Azure Databricks Walkabout

Finally got my Azure Databricks preview enabled. This is just a quick overview of how it all hooks together.

Technical Architecture Overview

Basically Databricks is the PaaS and Azure is the IaaS. Which is a smart play by Databricks. Why try and compete with the scale and resilience that Microsoft and AWS hosting IaaS. Leveraging partner IaaS to host their PaaS service allows them to do what they do well which is to focus on pushing the Databricks spark platform above and beyond what other data platforms are capable of.

Creating the Service

When you create the Databricks service it creates what appears to be a PaaS service that sits in a blade in the resource group you select when creating the service.

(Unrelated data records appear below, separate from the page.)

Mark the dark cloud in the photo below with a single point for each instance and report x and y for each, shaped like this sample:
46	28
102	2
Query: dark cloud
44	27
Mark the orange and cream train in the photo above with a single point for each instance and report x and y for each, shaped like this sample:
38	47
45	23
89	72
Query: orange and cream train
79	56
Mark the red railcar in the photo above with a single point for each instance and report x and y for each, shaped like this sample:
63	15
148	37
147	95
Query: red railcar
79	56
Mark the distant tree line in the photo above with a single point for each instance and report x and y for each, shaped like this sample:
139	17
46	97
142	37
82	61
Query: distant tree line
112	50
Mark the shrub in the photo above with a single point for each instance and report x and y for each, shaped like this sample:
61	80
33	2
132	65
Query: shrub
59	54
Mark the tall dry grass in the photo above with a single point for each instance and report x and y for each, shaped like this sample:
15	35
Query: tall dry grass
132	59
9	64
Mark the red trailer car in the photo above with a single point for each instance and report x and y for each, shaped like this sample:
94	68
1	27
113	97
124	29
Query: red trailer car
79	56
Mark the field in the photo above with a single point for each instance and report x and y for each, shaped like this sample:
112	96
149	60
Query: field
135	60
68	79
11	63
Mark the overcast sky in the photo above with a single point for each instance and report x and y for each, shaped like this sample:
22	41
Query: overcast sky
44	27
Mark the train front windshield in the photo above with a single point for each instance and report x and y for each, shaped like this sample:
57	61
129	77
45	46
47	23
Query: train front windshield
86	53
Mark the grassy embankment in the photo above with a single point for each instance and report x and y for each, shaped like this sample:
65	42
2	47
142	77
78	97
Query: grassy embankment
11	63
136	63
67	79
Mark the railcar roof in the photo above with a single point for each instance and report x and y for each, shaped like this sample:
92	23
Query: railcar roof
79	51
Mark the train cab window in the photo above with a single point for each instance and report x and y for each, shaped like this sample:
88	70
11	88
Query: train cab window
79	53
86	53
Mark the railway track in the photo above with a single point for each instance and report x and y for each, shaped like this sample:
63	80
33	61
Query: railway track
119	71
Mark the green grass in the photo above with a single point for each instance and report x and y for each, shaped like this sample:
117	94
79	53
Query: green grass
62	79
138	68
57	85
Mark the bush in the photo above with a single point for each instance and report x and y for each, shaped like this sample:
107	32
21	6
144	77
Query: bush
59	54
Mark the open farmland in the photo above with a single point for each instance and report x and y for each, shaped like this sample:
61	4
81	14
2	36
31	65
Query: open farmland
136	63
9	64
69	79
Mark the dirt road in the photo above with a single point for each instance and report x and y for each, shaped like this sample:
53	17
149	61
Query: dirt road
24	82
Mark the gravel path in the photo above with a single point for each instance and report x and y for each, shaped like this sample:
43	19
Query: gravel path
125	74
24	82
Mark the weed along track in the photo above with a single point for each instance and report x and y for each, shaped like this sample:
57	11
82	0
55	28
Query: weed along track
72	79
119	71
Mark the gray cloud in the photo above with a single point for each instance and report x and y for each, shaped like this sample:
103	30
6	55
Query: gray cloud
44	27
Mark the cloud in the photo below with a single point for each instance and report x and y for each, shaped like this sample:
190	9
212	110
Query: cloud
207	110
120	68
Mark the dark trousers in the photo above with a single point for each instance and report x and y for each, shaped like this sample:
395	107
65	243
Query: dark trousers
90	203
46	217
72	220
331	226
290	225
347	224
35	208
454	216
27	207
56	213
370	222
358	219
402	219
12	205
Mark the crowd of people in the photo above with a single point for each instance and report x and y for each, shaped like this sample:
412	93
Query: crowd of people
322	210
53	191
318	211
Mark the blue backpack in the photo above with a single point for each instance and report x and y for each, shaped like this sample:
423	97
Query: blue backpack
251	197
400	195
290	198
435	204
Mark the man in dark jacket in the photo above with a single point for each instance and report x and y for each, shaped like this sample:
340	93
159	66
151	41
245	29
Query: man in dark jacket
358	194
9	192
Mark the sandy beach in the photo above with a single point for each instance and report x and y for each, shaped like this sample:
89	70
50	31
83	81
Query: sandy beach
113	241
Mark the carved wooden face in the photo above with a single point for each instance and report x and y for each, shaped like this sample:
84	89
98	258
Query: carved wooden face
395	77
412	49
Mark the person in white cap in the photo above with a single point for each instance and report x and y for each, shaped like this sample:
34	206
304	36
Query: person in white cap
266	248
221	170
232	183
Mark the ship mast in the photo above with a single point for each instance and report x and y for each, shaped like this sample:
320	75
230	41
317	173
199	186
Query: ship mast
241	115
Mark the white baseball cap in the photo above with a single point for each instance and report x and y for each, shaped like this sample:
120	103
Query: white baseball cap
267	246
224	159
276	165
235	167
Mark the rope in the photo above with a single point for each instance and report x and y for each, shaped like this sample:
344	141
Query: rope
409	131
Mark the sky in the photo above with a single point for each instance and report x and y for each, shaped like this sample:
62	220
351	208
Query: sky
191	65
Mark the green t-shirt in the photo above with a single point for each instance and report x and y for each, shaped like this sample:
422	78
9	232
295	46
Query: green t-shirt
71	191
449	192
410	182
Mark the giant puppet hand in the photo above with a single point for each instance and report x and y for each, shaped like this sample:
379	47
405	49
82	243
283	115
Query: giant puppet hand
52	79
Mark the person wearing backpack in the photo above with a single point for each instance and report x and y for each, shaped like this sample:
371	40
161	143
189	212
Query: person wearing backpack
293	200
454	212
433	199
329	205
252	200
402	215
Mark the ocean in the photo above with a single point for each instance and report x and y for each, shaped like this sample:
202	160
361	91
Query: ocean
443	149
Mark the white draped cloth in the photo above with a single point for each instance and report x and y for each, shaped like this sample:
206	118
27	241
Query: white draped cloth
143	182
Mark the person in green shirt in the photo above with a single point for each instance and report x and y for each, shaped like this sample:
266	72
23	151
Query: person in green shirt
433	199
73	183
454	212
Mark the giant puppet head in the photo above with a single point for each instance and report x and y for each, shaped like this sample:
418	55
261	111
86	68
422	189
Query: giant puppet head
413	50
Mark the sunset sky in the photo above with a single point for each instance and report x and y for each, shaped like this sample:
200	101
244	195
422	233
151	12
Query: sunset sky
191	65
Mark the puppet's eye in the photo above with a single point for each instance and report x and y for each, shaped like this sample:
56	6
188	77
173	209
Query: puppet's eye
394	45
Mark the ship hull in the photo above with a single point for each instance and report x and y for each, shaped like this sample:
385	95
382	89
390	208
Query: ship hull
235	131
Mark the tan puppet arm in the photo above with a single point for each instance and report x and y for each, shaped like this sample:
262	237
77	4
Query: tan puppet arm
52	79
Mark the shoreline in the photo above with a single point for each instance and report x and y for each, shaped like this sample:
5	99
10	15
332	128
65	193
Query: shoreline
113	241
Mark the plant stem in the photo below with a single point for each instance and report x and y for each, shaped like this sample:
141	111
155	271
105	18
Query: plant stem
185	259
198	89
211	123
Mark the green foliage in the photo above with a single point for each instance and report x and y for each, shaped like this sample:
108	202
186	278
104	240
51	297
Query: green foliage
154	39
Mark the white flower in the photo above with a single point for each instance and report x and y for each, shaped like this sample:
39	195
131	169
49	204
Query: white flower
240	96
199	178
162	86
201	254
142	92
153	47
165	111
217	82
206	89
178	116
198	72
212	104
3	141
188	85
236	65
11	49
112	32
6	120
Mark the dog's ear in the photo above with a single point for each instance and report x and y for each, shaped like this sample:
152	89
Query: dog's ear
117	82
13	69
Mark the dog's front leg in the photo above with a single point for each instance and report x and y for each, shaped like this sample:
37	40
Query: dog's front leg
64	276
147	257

So in my case I created a service called sibytes-databricks in my DataLakePatterns resource group.

Screen Shot 2018-01-14 at 08.45.08

At the top:

  • Managed Resource Group – this is a resource group that houses the managed IaaS – see below
  • URL – the URL to the Databricks PaaS service. This is also where the “Launch Workspace” button goes to
  • Resource Group – Just where this pass through blade to the Databricks service sit in your subscription

When you click the Launch Workspace button it takes you through a single sign-on to Databricks which is where the PaaS services operates. The first time you go through you’re asked to delegate authorisation to your azure account from the Databricks service so it can manage the IaaS as part of the service. So you’ll see this

Screen Shot 2018-01-14 at 08.19.34

NOTE: this has to be an azure domain account not a Microsoft account so you’ll need to set one up before hand. Also it’s probably wise to create a domain account specifically for this purpose rather than using a specific user account so you can lock down it’s permissions entirely to what it should have – particularly with regards data access.

Once in you’ll see the usual and in my opinion brilliantly usable PaaS service interface.

Screen Shot 2018-01-14 at 08.47.00

Remember that it’s a single sign-on delegated permission to Azure so when you manage your account in Databricks it will take straight back into Azure.

Managed IaaS

When you create your Databricks service you’ll also notice that it will also create an additional Resource Group to house the infrastructure services that Databricks creates to run the enhanced spark data platform.

Screen Shot 2018-01-14 at 08.31.10

Initially it will look like the following i.e. with no clusters created and running.

Screen Shot 2018-01-14 at 09.06.14It has:

  • A storage account – so it’s not entirely IaaS. The storage is read-only and you cannot access it. Not 100% what this is for yet but if it’s for data content storage then we might be limited to 1 account and that also means data going in and out can only be through Databricks. Or maybe it’s just for a specific types of Databricks meta data or processing storage type… Or maybe it’s for internal config, logs and security… Need to look into this further when I get into data processing and explore to see what if any other Azure storage accounts can be attached. Will blog on it…
  • Virtual Network – This is basically a secure vnet for the IaaS clusters.
  • Network Security Group – This is all the network security inbound and outbound settings that allow Azure and Databaricks to speak to each other to spin up IaaS VM’s and access data.

Creating A Cluster

Things get a little more interesting when we create a cluster. I created a 2 node cluster with a 1 driver using Standard DS3’s. In the drop downs for choosing machines you’re limited to a specific collection and currently they are all listed as beta.

Screen Shot 2018-01-14 at 08.32.10

Looking back into the Azure IaaS resource group we can see it’s spun up 3 linux machines on the VM’s we have chosen in Databricks:

Screen Shot 2018-01-14 at 08.33.20

When we stop the cluster in Databricks I was expecting the VM’s to be stopped. However that doesn’t happen. Currently what happens is that Databricks retains the cluster as a terminated cluster and Azure delete’s all of the VM’s so all you’re left with is the VNet, SGN and Storage Account with our data on it – which is what we started with plus our data.

What this means is that you’ll pay less in storage when you cluster is stopped however it can take quite a while for clusters to come and down particularly if they’re pretty large. It would be good to have an option to pause the service that keeps the VM’s persisted.

Thoughts & More to Follow

This is just a quick look and intro – more to follow particularly on data processing, storage and hooking into the PaaS service through their data provider.

How the storage accounts hook in is a big part of how good this will be because if interaction and flexibility around storage is limited then it may significantly reduce it’s appeal as an architectural option. If it is significantly locked down then we’ll be forced to use and pay for services that Microsoft and Databricks have agreed to integrate that you would otherwise may not need in order to build a viable and compelling data platform  e.g. Azure Data Warehouse…